Since the college is housed on its own separate campus, it is almost exclusively made up by faculty and staff that only serve the Honors College. Although students typically have no need to take classes in FAU's other ten academic colleges, they have access to complete additional coursework at the university's flagship campus in Boca Raton. The Jupiter campus library serving the Honors College remains a part of the central FAU Library system housed in Boca Raton.

==Academics==

=== Overview ===
The Wilkes Honors College distinguishes itself from Florida Atlantic University's standards for traditional students and upper-division honors program by adding thesis, internship, research, and class type requirements for its honors college students. The college usually maintains an approximate 1:15 faculty-student ratio. It offers its honors students 32 major concentrations and 20 minor concentrations in the liberal arts and sciences. Honors students may also pursue a minor in business in collaboration with the FAU College of Business. The Honors College classifies its degrees differently from traditional FAU students. They offer a Bachelor of Arts and Bachelor of Science degrees in Liberal Arts and Sciences and Bachelor of Arts and Bachelor of Science degrees in Biological and Physical Sciences.

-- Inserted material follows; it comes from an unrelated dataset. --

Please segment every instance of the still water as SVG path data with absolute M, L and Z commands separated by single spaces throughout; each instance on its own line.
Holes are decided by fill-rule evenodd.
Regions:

===Pathways and Placement===
The Wilkes Honors College holds several research and academic partnerships with the Scripps Research Institute and Max Planck Florida Institute for Neuroscience. The Honors College also hosts the Wilkes Medical Scholars Program in partnership with the Charles E. Schmidt College of Medicine as a pipeline program for honors students interested in earning their M.D. degrees. Approximately 20% of students pursue graduate school at Florida Atlantic University while 45% attend elsewhere. The Honors Colleges publicly reports student acceptances at several top institutions including Cal Tech, Georgetown, and the University of Chicago.

===Symposium/Research Day===
A tradition unique to the Honors College is the Honors College Symposium for Scholarly and Creative Research, also referred to as "Symposium Day" or "Research Day." It is an annual conference-type event that features public talks, poster sessions, research and visual arts presentations. Symposium Day usually includes a keynote speaker from a leader outside the university. Past speakers include Florida District Appeals Judge Carole Y. Taylor and Canadian science philosopher Dr. Michael Ruse.

== Accreditation ==
Despite it being housed on a separate campus and the only FAU College authorized to use stand-alone iconography where the university name is not the main logo, it maintains its accreditation under the auspices of Florida Atlantic University. Through the university, the Honors College is fully accredited by the Southern Association of Colleges and Schools Commission on Colleges.